Last time I was too excited to eat breakfast, and my wife wanted to enjoy lunch at the restaurant across from the delivery platform in the Welt (I think it is now Bavarie). The lunch was very good (I had sushi), but pricey.

furby076 - don't forget about the simulator in the basement of the Welt with the weird half sit-stand seats.


----------



## turpiwa (Jun 13, 2005)

Anyone seen photos or heard any update on the renovations?


----------



## Ninong (May 20, 2014)

turpiwa said:


> Anyone seen photos or heard any update on the renovations?


Yes, there are threads (with photos) on Bimmerpost put up by forum members there. The Premium Lounge is much more classy looking now. Some of it looks more like a high-end restaurant with individual tables two-thirds enclosed by circular walls (partitions) -- a booth-like appearance. It's hard to describe. You would have to see the photos.

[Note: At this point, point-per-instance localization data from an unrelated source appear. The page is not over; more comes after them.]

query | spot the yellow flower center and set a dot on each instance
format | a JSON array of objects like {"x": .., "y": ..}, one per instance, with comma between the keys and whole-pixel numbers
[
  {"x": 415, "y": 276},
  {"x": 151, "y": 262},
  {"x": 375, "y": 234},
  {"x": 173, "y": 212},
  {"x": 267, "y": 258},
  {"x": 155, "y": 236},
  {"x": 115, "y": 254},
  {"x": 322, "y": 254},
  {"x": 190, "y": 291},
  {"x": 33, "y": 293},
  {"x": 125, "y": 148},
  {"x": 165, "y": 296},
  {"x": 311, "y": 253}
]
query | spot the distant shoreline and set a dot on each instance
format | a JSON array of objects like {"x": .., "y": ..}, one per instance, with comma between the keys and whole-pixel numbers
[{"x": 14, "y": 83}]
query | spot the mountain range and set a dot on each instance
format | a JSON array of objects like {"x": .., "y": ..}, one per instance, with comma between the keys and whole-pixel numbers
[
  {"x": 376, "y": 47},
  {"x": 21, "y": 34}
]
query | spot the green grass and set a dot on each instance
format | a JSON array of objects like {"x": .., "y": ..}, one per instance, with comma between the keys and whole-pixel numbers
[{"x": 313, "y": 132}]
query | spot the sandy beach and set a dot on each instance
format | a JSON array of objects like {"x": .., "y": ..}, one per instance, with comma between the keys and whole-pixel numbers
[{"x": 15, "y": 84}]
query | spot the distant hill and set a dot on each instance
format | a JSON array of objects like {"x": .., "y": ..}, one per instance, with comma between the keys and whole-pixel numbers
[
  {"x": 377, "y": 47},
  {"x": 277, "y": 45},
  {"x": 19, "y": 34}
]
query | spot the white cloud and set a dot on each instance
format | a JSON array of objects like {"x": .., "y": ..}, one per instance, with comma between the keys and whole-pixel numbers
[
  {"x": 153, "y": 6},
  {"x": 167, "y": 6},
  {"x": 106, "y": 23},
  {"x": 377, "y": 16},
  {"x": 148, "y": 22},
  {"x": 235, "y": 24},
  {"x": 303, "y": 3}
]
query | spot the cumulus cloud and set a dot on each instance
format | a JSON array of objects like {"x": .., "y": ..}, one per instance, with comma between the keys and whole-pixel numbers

I'm not sure I noticed any changes to the delivery area but maybe I didn't check out all the photos yet? I think I just looked at one thread. I think there are probably others. They have a lot of active international members, too. However, I think the thread I checked out was actually from an American who has already taken European Delivery. His car is an M3 with an Individual Sunburst Gold paint job. You have to like gold, because it's very gold. He ordered his car quite a long time ago but it was delayed due to his choice of Individual paint and he ended up being one of the first American deliveries after the Welt reopened for deliveries.


----------



## SD ///M4 (Jan 24, 2011)

The first pictures I saw were in this trip report. Scroll down past the picture of the two Frauleins to "New ED Lounge": http://f80.bimmerpost.com/forums/showthread.php?t=1225659

BTW, make sure you click on the link to the Flikr account because there's a lot more pictures of the Premium Lounge there. This photographer's photos are awesome!


----------



## soledoc (Feb 5, 2007)

Nice pics of the new lounge. That seems to be about all they remodeled from what I can tell. I'll have to visit in another two years when I get my next car. I always thought how it was decorated was nice but this is a nice, soft and elegant improvement.


----------